Tomar vários cafezinhos durante o dia, o sagrado chope na saída do escritório e três caipirinhas antes da feijoada de sábado são considerados vícios, porque fazem mal à saúde. Mas existem milhares de coisas saudabilíssimas tão viciantes quanto qualquer droga pesada.

Correr na praia de manhã, escovar os dentes depois do almoço, chegar em casa e ir direto para o chuveiro, entrar no carro e ligar o rádio não são vícios, por acaso? Fora o maior de todos: a televisão.

Existe gente que chega em casa e antes de tirar o paletó já liga a TV; as teclas do controle remoto já estão gastas de tanto trocar de canal, e onde encontram coragem para desligar a máquina? Para evitar essa dor foi inventada a tecla timer, assim a televisão se apaga sozinha em noventa minutos, quando já estiver dormindo. Isso é que é amor – e vício.

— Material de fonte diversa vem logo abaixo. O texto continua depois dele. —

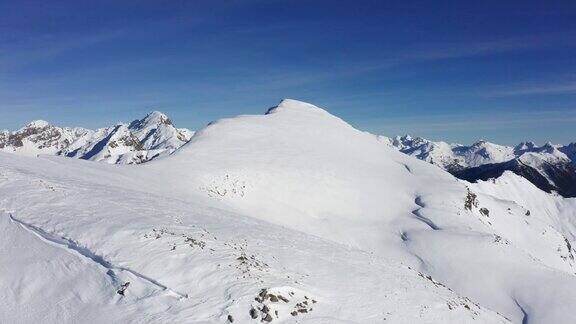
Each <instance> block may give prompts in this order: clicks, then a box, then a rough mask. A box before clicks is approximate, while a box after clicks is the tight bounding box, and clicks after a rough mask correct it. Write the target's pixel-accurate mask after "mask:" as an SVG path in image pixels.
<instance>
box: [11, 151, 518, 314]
mask: <svg viewBox="0 0 576 324" xmlns="http://www.w3.org/2000/svg"><path fill="white" fill-rule="evenodd" d="M0 159H1V160H0V161H2V163H1V164H0V165H1V166H2V168H1V170H0V172H1V179H0V192H1V193H2V195H0V206H1V208H2V209H4V210H5V212H4V214H2V215H0V216H1V217H2V220H1V221H2V226H1V228H2V236H0V240H1V241H2V244H1V245H0V247H1V250H0V258H1V261H2V264H9V265H10V267H9V268H8V271H7V272H3V276H1V277H0V287H1V288H2V290H3V291H4V292H5V293H4V294H2V297H0V298H1V299H2V302H0V307H1V309H0V312H1V313H2V314H7V317H3V319H4V320H6V321H8V322H18V323H29V322H33V321H35V320H42V321H43V322H49V323H61V322H83V321H86V320H89V321H90V322H91V323H100V322H102V323H109V322H126V321H129V322H153V323H165V322H187V323H225V322H227V321H228V316H229V315H230V316H232V319H233V320H234V321H235V322H238V323H251V322H254V323H259V322H260V321H261V320H260V319H261V318H265V317H266V315H267V314H270V316H271V318H273V322H274V323H276V322H278V323H281V322H290V323H293V322H296V321H297V322H299V323H379V322H383V321H389V322H393V323H406V322H412V323H438V322H455V323H456V322H457V323H506V322H507V320H505V319H503V318H502V317H501V316H499V315H498V314H496V313H495V312H493V311H489V310H486V309H484V308H481V307H479V306H477V305H476V304H474V302H473V301H471V300H469V299H468V298H466V297H462V296H459V295H457V294H455V293H454V292H453V291H451V290H449V289H448V288H446V287H443V286H442V285H440V284H439V283H436V282H434V281H432V280H431V279H428V278H426V277H425V276H424V275H423V274H420V273H419V272H418V271H416V270H414V269H410V268H409V267H408V266H407V265H405V264H402V263H399V262H395V261H394V260H389V259H384V258H379V257H375V256H374V255H372V254H370V253H368V252H366V251H363V250H359V249H355V248H351V247H348V246H345V245H341V244H337V243H335V242H330V241H326V240H322V239H319V238H316V237H314V236H310V235H306V234H303V233H301V232H298V231H293V230H290V229H287V228H285V227H279V226H277V225H274V224H271V223H269V222H263V221H258V220H256V219H254V218H251V217H249V216H243V215H240V214H234V213H230V212H227V211H224V210H221V209H218V208H215V207H212V206H207V205H205V204H203V203H202V202H200V201H201V199H200V201H199V200H198V199H187V200H180V199H174V198H172V197H171V196H172V195H167V194H159V191H155V190H154V187H153V186H151V185H150V184H151V183H152V181H151V179H150V178H147V179H141V180H139V178H138V176H140V177H145V175H146V174H150V177H154V176H158V174H154V173H153V172H152V173H140V171H139V170H140V168H129V169H128V168H125V167H124V168H118V167H116V168H111V167H110V166H107V165H101V164H94V163H87V162H84V163H83V162H81V161H76V160H72V159H64V158H48V157H43V158H37V159H31V158H26V157H18V156H13V155H0ZM23 165H25V167H24V168H22V166H23ZM15 192H18V194H17V195H16V194H10V193H15ZM30 202H33V203H32V204H31V203H30ZM29 264H38V266H34V267H30V266H28V265H29ZM47 273H48V274H47ZM126 282H130V285H129V286H128V288H127V289H126V291H125V292H124V296H121V295H119V294H118V293H117V290H118V289H120V288H121V287H122V285H123V284H125V283H126ZM262 289H266V293H265V296H264V299H265V300H263V299H259V300H260V301H257V300H255V298H260V297H259V295H260V294H261V292H262ZM39 291H42V294H39V293H36V292H39ZM271 295H274V297H271ZM44 296H46V297H47V298H45V297H44ZM282 298H284V299H285V300H287V302H285V301H283V299H282ZM24 306H25V307H27V308H28V309H31V310H32V311H29V312H23V311H21V310H22V309H23V307H24ZM264 306H266V308H267V309H268V310H267V312H264V311H262V310H264V309H265V308H264ZM252 309H254V314H255V316H257V319H256V320H252V319H251V310H252ZM276 311H278V314H276ZM293 312H296V313H295V314H296V315H292V313H293Z"/></svg>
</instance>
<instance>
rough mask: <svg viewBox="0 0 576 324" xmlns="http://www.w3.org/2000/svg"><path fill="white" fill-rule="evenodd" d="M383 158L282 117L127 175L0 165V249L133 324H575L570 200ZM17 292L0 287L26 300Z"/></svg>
mask: <svg viewBox="0 0 576 324" xmlns="http://www.w3.org/2000/svg"><path fill="white" fill-rule="evenodd" d="M382 142H383V140H382V138H379V137H377V136H374V135H371V134H368V133H365V132H361V131H358V130H356V129H354V128H353V127H351V126H350V125H348V124H347V123H345V122H344V121H342V120H341V119H339V118H337V117H335V116H332V115H330V114H329V113H328V112H326V111H325V110H323V109H320V108H318V107H315V106H313V105H310V104H306V103H302V102H298V101H294V100H284V101H283V102H282V103H281V104H280V105H279V106H278V107H275V108H273V109H270V110H269V111H268V112H267V114H266V115H258V116H239V117H236V118H230V119H224V120H220V121H217V122H214V123H211V124H210V125H209V126H207V127H206V128H204V129H203V130H201V131H199V132H197V133H196V134H195V135H194V137H193V138H192V139H191V141H190V142H189V143H188V144H187V145H185V146H183V147H182V148H181V149H179V150H178V151H176V153H175V154H173V155H171V156H170V157H167V158H165V159H158V160H154V161H152V162H150V163H146V164H143V165H141V166H140V167H138V168H130V167H126V166H115V167H112V166H109V165H105V164H95V163H89V162H85V161H76V160H73V159H64V158H58V157H41V158H29V157H19V156H15V155H7V154H3V155H0V209H3V210H4V211H5V212H4V213H5V214H8V215H11V216H8V215H5V219H6V218H8V219H9V220H10V221H9V222H8V221H5V222H7V223H6V224H11V225H12V226H20V227H21V228H22V229H23V230H22V231H20V230H19V231H20V232H18V233H20V234H14V233H13V231H16V230H15V229H11V230H10V231H11V232H10V233H9V235H7V237H12V236H15V235H21V234H22V235H23V234H30V235H32V236H31V237H32V238H33V237H34V235H35V236H38V235H37V234H39V235H40V236H45V238H44V240H46V237H48V239H47V240H48V241H50V242H56V244H58V243H57V242H62V240H63V239H62V238H65V241H64V244H60V245H59V246H60V247H62V245H63V246H64V248H65V249H64V250H66V249H67V250H70V249H71V250H73V251H83V252H84V255H85V256H87V259H85V262H86V266H94V263H97V264H99V265H100V266H102V267H103V268H99V269H100V272H99V275H98V274H94V275H93V277H91V278H92V279H90V282H94V283H96V282H99V280H103V281H104V282H101V283H100V284H94V285H95V286H98V287H102V286H103V287H109V286H113V287H114V289H113V290H111V289H109V288H106V289H103V291H101V290H98V289H91V290H90V296H91V298H94V300H108V305H107V306H110V307H111V308H113V309H114V311H118V312H119V313H121V314H122V316H125V317H124V319H125V318H128V319H131V320H134V321H142V320H143V319H144V320H143V321H146V322H166V321H176V322H178V321H180V322H181V321H186V322H210V323H212V322H215V323H224V322H226V320H227V318H228V315H231V316H232V319H233V320H235V321H236V322H239V323H250V322H251V321H252V320H251V319H250V316H251V309H252V308H254V311H253V313H254V314H255V316H256V317H257V320H254V322H259V321H260V319H261V318H266V319H272V321H273V322H284V321H285V322H296V321H298V322H309V323H339V322H342V323H345V322H346V323H349V322H352V323H381V322H383V321H384V320H386V321H389V322H392V323H408V322H409V323H412V322H419V323H420V322H429V323H447V322H451V323H471V322H487V323H502V322H507V321H508V320H507V319H506V318H508V319H510V320H511V321H512V322H514V323H521V322H526V323H551V322H554V323H571V322H572V317H571V315H570V314H571V309H573V308H574V307H575V306H576V295H574V293H573V291H574V290H575V289H576V277H575V276H574V272H575V271H574V267H575V263H574V256H573V251H572V248H571V244H570V242H572V243H573V238H574V231H573V227H571V226H572V225H570V222H569V221H566V220H564V218H565V217H570V215H572V214H571V213H572V211H573V209H574V205H573V203H572V202H573V201H572V200H565V199H564V198H561V197H557V196H552V195H549V194H546V193H542V194H543V195H544V196H542V195H538V194H537V193H533V197H534V199H537V200H539V201H542V203H543V204H550V206H552V205H554V206H556V209H553V208H552V207H550V208H548V209H544V208H536V207H533V206H531V205H527V204H525V203H523V202H521V201H514V197H512V196H504V195H502V197H500V195H501V193H500V191H506V190H521V189H522V188H516V187H515V186H508V185H506V184H499V183H494V186H495V187H496V188H492V187H490V186H487V185H483V184H468V183H465V182H463V181H460V180H457V179H456V178H454V177H453V176H451V175H450V174H449V173H447V172H444V171H443V170H442V169H440V168H437V167H435V166H433V165H430V164H429V163H426V162H423V161H420V160H418V159H415V158H413V157H410V156H408V155H405V154H403V153H401V152H399V151H398V150H397V149H395V148H393V147H390V146H388V145H382ZM500 187H503V188H500ZM520 187H521V186H520ZM499 190H500V191H499ZM528 190H529V192H532V191H533V190H537V189H535V188H534V187H529V189H528ZM537 192H539V191H537ZM517 195H518V196H519V197H522V196H524V195H525V193H524V192H522V191H520V192H518V193H517ZM534 204H536V205H537V206H538V203H537V202H534ZM528 209H530V213H529V215H527V211H528ZM7 227H8V226H7ZM42 242H44V241H42ZM48 245H49V246H52V244H48ZM46 248H47V249H48V247H46ZM22 253H27V252H26V251H23V252H22ZM7 255H8V256H7V258H8V259H9V258H10V256H9V254H7ZM33 257H34V255H32V256H31V258H33ZM58 258H60V257H58ZM62 258H65V257H64V256H62ZM18 262H24V261H18ZM63 262H64V261H63ZM98 267H99V266H97V268H98ZM15 276H16V274H14V275H11V276H8V277H2V278H1V279H0V280H3V281H2V282H0V284H1V285H2V288H3V289H11V290H12V291H14V292H18V291H20V290H23V289H26V288H27V285H28V283H26V282H24V283H22V285H20V286H14V285H12V282H13V281H14V280H16V279H14V278H15ZM87 280H88V279H87ZM126 281H130V283H131V284H130V286H129V287H128V288H127V290H126V292H125V296H124V297H121V296H119V295H118V294H117V293H116V292H115V290H116V289H121V284H122V283H125V282H126ZM31 284H32V283H31ZM57 286H58V287H60V285H57ZM5 287H8V288H5ZM263 288H266V289H267V290H266V292H265V293H263V297H260V296H259V293H260V292H261V289H263ZM53 289H56V287H54V288H53ZM291 292H292V293H293V294H291ZM270 293H271V294H273V295H274V298H272V297H271V296H269V294H270ZM278 295H281V296H282V297H283V298H286V299H287V300H288V302H284V301H282V299H280V300H279V301H276V299H277V298H278V297H277V296H278ZM312 300H314V301H315V302H314V301H312ZM6 302H7V301H4V303H0V305H15V306H12V307H17V306H18V305H21V303H20V304H19V301H17V300H16V301H12V300H9V302H10V303H8V304H7V303H6ZM37 302H38V303H40V301H37ZM304 302H306V303H304ZM87 304H90V305H91V306H86V307H92V308H96V309H104V308H101V307H100V306H99V304H98V303H92V302H87ZM84 305H85V304H84ZM264 305H265V306H266V307H264ZM0 307H4V306H0ZM276 310H277V311H278V315H276V313H275V311H276ZM292 312H295V316H293V315H292V314H291V313H292ZM109 314H112V315H109ZM499 314H501V315H499ZM267 315H270V318H268V317H267ZM13 316H14V320H15V321H18V320H23V318H22V317H20V316H22V315H20V314H19V313H16V314H14V315H13ZM70 316H71V317H68V319H74V317H72V315H70ZM101 316H116V315H114V314H113V312H109V313H106V314H104V315H101ZM139 316H140V317H139ZM115 318H117V319H120V317H115ZM108 319H109V318H105V317H98V316H95V317H94V321H106V320H108Z"/></svg>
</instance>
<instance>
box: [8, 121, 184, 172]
mask: <svg viewBox="0 0 576 324" xmlns="http://www.w3.org/2000/svg"><path fill="white" fill-rule="evenodd" d="M193 134H194V133H193V132H192V131H190V130H187V129H177V128H175V127H174V125H173V124H172V122H171V121H170V119H168V117H167V116H166V115H164V114H162V113H160V112H158V111H154V112H151V113H150V114H148V115H147V116H146V117H144V118H143V119H139V120H135V121H133V122H132V123H130V124H122V123H120V124H117V125H114V126H112V127H107V128H101V129H97V130H95V131H92V130H87V129H83V128H62V127H57V126H53V125H50V124H49V123H48V122H46V121H41V120H39V121H34V122H32V123H30V124H28V125H27V126H25V127H23V128H22V129H20V130H18V131H16V132H8V131H3V132H1V133H0V151H4V152H8V153H16V154H22V155H32V156H35V155H39V154H48V155H63V156H67V157H73V158H79V159H84V160H92V161H103V162H107V163H112V164H138V163H143V162H147V161H150V160H152V159H154V158H156V157H158V156H165V155H169V154H171V153H173V152H174V151H175V150H176V149H178V148H179V147H180V146H182V145H184V144H185V143H186V142H188V141H189V140H190V138H191V137H192V135H193Z"/></svg>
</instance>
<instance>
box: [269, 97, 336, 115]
mask: <svg viewBox="0 0 576 324" xmlns="http://www.w3.org/2000/svg"><path fill="white" fill-rule="evenodd" d="M284 111H289V112H304V113H310V112H315V113H324V114H330V113H328V112H327V111H326V110H324V109H322V108H319V107H317V106H315V105H313V104H310V103H307V102H304V101H300V100H295V99H283V100H282V101H280V103H279V104H278V105H277V106H275V107H272V108H270V109H268V110H267V111H266V115H270V114H274V113H278V112H284Z"/></svg>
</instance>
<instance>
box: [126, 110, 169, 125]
mask: <svg viewBox="0 0 576 324" xmlns="http://www.w3.org/2000/svg"><path fill="white" fill-rule="evenodd" d="M159 125H172V121H171V120H170V118H168V116H166V115H165V114H164V113H162V112H160V111H157V110H155V111H152V112H150V113H148V115H146V117H144V118H142V119H137V120H134V121H133V122H132V123H130V125H129V126H128V128H131V129H141V128H145V127H149V126H159Z"/></svg>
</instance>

Existem dois tipos de homem: aqueles que não podem passar um dia sem transar e os que não podem passar um dia sem transar várias vezes.

Como o dia tem só vinte e quatro horas e oito são dedicadas ao trabalho, sete ao sono, duas às refeições, pelo menos uma aos jornais e à televisão, uma no trânsito e umas duas no bar contando que não pode passar nenhum dia sem transar, fica apenas uma dúvida: o vício é a transa ou falar da transa?

Comentar sobre as riquezas das pessoas – não importa de quem – também é uma mania. Existe gente que delira quando fala sobre o gângster (ou seria um produtor de cinema?) que acendia o charuto com notas de cem dólares ou do sultão de Brunei que tem uma Rolls em que todas as peças de metal são de ouro, mesmo que tenham sabido dessas histórias apenas pelas revistas. Vício por vício, são exatamente iguais aos que só se sentem felizes quando falam de tristezas e tragédias.

Uma boa doença é um prato saboroso e inesgotável, e para os que têm algum conhecimento de medicina aí é a sopa no mel: com verdadeira volúpia contam o resultado do exame de sangue de um, da hipertensão do outro e adoram intuir, achando que a coisa pode ser muito mais grave do que estão dizendo – ela conhece, já teve um amigo que ninguém poderia imaginar, casado, com filhos – e por aí vai.

Existem os viciados em fazer análise e estão há trinta anos contando as mesmas histórias para o mesmo analista – coitadinho dele -, e os que têm tudo para ser felizes, mas passam o tempo procurando e encontrando razões para se queixar da vida.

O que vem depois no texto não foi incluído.